In v12, the default behavior is to allocate enough memory to store the KV-cache for option.max_model_len
tokens.
For models with large context lengths (or any context length above 4096 tokens), more memory will be required by default
during model load and startup time. As a result, some previous configurations when deployed with v12 will require
additional memory by default, which can lead to failures at startup.
Guidance¶
As a result of this change, we recommend you take the following actions:
- Enable chunked-prefill. You can do this by setting
option.enable_chunked_prefill=true
. - You can learn more about chunked prefill here https://docs.vllm.ai/en/latest/models/performance.html#chunked-prefill.
- We expect that chunked prefill will be beneficial for most users and use-cases. But, you should confirm this for your specific use-case.
- With chunked-prefill, the default value for
option.max_rolling_batch_prefill_tokens
is 512, which is set to optimize inter token latency (ITL). - Starting in LMI v12 (0.30.0), the default value for
option.enable_chunked_prefill
isNone
rather thanFalse
. This brings LMI default in line with OSS vllm default, which results in chunked prefill being enabled by default for models with a context length greater than 32k. - The default logic in vLLM is described here.
- Tune
option.max_rolling_batch_prefill_tokens
andoption.max_model_len
based on available accelerator memory (instance type), use-case, and model. option.max_model_len
should be set to the maximum input + output token count you expect to support at inference time.- If you are unable to use a certain
option.max_model_len
for a model on an instance, you will need to reduce this value, use an instance type with more gpu memory, or explore techniques like quantization to reduce the memory required for the model.
- If you are unable to use a certain
option.max_rolling_batch_prefill_tokens
depends on whether you use chunked prefill.- With chunked prefill, you can typically expect higher throughput with larger values, and better latency with lower values.
- Without chunked prefill, you should set this to the maximum input length you aim to support.
LMI-TensorrtLLM v12 (0.30.0)¶
T5 model family memory increase¶
We have observed slightly different behavior for the t5 model family compared to our previous v11 release (0.29.0).

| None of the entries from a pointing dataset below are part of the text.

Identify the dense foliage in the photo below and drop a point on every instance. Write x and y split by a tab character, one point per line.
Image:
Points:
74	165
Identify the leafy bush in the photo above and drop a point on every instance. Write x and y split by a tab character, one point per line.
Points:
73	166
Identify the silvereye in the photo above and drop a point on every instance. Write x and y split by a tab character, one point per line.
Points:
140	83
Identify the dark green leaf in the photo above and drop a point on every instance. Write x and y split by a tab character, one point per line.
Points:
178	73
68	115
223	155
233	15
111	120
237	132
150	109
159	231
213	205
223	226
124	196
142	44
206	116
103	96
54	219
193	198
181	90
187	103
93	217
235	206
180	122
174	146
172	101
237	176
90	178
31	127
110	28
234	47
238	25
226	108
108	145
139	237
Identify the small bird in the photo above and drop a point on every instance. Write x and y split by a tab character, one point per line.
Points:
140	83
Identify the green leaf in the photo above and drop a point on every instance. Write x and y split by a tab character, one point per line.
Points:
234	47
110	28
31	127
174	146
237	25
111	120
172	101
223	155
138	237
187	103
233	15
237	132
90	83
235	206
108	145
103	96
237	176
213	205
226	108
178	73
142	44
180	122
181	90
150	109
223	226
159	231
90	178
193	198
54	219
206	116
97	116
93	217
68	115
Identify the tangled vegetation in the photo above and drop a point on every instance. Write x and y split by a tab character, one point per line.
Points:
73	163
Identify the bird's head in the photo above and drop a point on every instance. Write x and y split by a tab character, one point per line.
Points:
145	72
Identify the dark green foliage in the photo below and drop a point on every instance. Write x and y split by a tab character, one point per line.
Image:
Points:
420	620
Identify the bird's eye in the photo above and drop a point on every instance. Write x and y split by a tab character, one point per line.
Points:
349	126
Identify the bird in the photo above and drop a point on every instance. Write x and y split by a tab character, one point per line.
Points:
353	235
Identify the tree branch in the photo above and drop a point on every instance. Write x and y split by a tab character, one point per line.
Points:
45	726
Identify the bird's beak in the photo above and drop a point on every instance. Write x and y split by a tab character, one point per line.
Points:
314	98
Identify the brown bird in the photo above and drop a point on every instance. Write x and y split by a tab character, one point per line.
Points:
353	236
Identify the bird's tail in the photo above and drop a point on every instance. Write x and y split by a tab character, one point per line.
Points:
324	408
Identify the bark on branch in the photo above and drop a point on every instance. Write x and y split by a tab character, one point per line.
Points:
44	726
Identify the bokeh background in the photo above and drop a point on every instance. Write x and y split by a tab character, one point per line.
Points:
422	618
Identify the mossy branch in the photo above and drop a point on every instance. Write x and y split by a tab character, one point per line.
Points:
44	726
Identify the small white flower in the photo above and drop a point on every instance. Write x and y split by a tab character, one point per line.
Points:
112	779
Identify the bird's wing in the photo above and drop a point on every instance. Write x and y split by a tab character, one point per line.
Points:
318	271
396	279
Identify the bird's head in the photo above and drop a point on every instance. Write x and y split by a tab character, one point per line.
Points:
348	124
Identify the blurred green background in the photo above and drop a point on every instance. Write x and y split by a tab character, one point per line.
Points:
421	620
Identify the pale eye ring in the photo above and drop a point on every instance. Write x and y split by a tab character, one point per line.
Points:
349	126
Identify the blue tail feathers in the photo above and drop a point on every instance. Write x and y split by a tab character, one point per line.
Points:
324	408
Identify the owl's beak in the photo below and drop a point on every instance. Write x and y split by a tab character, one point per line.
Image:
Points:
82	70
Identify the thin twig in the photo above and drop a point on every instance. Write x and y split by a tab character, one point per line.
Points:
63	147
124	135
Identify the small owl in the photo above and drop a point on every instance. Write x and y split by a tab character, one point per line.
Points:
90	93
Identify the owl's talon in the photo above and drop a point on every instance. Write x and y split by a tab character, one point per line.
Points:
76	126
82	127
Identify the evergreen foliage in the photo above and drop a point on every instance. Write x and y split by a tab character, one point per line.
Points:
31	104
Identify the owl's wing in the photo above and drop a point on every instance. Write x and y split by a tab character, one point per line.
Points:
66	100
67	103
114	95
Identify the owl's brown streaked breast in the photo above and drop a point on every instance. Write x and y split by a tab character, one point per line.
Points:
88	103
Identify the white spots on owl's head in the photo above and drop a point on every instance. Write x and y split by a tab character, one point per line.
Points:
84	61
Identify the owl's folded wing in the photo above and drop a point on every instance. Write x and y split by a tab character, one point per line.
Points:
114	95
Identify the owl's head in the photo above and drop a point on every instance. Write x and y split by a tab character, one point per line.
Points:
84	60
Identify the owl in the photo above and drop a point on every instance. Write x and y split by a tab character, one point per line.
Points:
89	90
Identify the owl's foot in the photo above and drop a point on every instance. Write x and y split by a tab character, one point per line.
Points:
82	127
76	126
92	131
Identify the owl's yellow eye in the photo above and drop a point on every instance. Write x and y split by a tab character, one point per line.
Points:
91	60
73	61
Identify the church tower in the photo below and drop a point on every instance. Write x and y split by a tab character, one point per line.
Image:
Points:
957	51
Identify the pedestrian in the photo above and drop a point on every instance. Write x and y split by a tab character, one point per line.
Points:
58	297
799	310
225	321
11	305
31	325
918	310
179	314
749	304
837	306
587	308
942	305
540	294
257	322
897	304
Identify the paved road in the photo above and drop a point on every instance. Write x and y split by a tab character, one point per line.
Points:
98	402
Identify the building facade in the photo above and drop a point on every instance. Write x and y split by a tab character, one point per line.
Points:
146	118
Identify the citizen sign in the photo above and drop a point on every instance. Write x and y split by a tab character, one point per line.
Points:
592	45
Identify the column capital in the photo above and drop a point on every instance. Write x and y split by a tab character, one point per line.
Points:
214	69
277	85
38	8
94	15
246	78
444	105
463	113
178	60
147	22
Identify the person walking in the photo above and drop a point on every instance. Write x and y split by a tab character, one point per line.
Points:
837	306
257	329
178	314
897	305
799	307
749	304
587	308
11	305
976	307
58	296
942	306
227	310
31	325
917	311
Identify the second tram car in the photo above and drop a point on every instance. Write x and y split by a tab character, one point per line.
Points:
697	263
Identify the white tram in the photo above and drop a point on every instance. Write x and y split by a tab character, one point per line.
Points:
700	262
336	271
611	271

We have raised an issue with Tensorrt-LLM here. The change in behavior is likely due to how Tensorrt-LLM handles memory for the kv-cache.
Guidance¶
As a result, we recommend that you carefully tune the batch size and sequence length for your model. Configurations that previously worked on v11 may lead to Out-Of-Memory scenarios with v12.
T5 model family batch scheduler policy¶
We have noticed runtime issues when using the default batch_scheduler_policy
of max_utilization
for t5 models.
When this is combined with in-flight batching (the default), it leads to inference errors.
Guidance¶
We recommend users that are deploying t5 model variants to specify option.batch_scheduler_policy=guaranteed_no_evict
to ensure proper inference execution.
LMI-NeuronX v12 (0.30.0)¶
Legacy partition is removed¶
Before Neuron SDK version 2.18, it was necessary to load a safetensors model using Hugging Face on the CPU, save it as a pre-sharded version, and then load the model using NeuronAutoModel. Starting with Neuron SDK version 2.18, this step is no longer needed. In our code, although we have been loading the safetensors format on the CPU and loading them, the split_model_path is not used anywhere when using the safetensors format. Since we moved to Neuron SDK version 2.20.1, legacy partition is no longer needed.
Guidance¶
You no longer need to specify a partition schema, as the LMI container can deduce it for you using our auto-detection partition schema. If you don't use option.partition_schema, this change does not affect you. If you do, consider making use of our auto-detection partition schema, safetensors, or Optimum.